Hunt Instead of Wait: Evaluating Deep Data Research on Large Language Models

Wei Liu; Peijie Yu; Michele Orini; Yali Du; Yulan He

Hunt Instead of Wait: Evaluating Deep Data Research on Large Language Models

Intermediate

Wei Liu, Peijie Yu, Michele Orini et al.2/2/2026

arXiv PDF

Key Summary

•The paper asks AI to hunt for insights in big databases without being told exact questions, like a curious scientist instead of a test-taker.
•It introduces Deep Data Research (DDR) and a large benchmark (DDR-Bench) that lets models freely explore data using tools like SQL and Python.
•A new checklist system fairly checks whether each claim in the AI’s report is actually supported by the data, avoiding vague or subjective grading.
•Frontier models show early signs of agency, but long, multi-step investigations and knowing when to stop remain hard.
•Claude 4.5 Sonnet tops the scoreboard (around high 40% average accuracy), while several open-source models come close in certain domains.
•Models improve by exploring broadly first and then making a few sharp, late-stage queries—like planning quietly and then striking precisely.
•Bigger models or longer context windows alone don’t guarantee better investigation; training that targets agent behavior matters more.
•Agent scaffolding (like memory notes) changes how models act but doesn’t reliably boost final insight quality.
•Novel insights judged pairwise line up well with checklist accuracy, showing the benchmark captures the main signal of useful discovery.
•Hallucinations are rare and have little impact, and every reported insight links back to exact tool calls and data for traceability.

Why This Research Matters

In real life, people often start from messy data, not neat questions, so we need AIs that can explore wisely on their own. DDR-Bench measures this ability fairly by checking each claim against the same data the AI used, reducing guesswork and bias. This helps build trustworthy assistants in healthcare, finance, and wellbeing analysis that show their work and earn confidence. By studying exploration patterns and costs, we can design AIs that discover more while wasting less time and money. The benchmark also shows what training really helps, steering the field beyond “just make it bigger.” In short, it pushes AI toward being a careful, curious partner that can find what matters and prove it.

Detailed Explanation

Tap terms for definitions

01Background & Problem Definition

🍞 Hook: You know how a detective doesn’t start with a list of answers, but with a messy room full of clues and the freedom to look anywhere? Real science and data work feel like that too.
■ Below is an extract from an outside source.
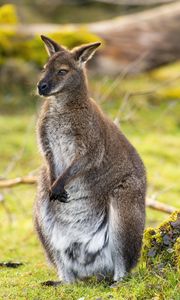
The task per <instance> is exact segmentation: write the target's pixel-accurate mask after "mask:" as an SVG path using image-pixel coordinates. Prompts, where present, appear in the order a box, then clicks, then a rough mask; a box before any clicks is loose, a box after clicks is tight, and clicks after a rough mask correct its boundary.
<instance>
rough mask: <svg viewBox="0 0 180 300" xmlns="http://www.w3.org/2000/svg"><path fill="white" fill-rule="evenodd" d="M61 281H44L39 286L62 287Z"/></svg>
mask: <svg viewBox="0 0 180 300" xmlns="http://www.w3.org/2000/svg"><path fill="white" fill-rule="evenodd" d="M62 284H63V283H62V281H53V280H48V281H44V282H41V285H43V286H55V287H56V286H59V285H62Z"/></svg>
🥬 The Concept: Large Language Models (LLMs) are powerful text tools, but most tests used to judge them ask them to answer specific, already-written questions. How it works (before this paper): 1) Humans write a clear question. 2) The AI replies. 3) We check if the reply matches the answer. Why it matters: This misses a different kind of smarts—choosing good questions and exploring wisely when nothing is handed to you. 🍞 Anchor: It’s like grading a treasure hunter only on whether they can open a chest you point to, not on whether they know where to search in a huge cave.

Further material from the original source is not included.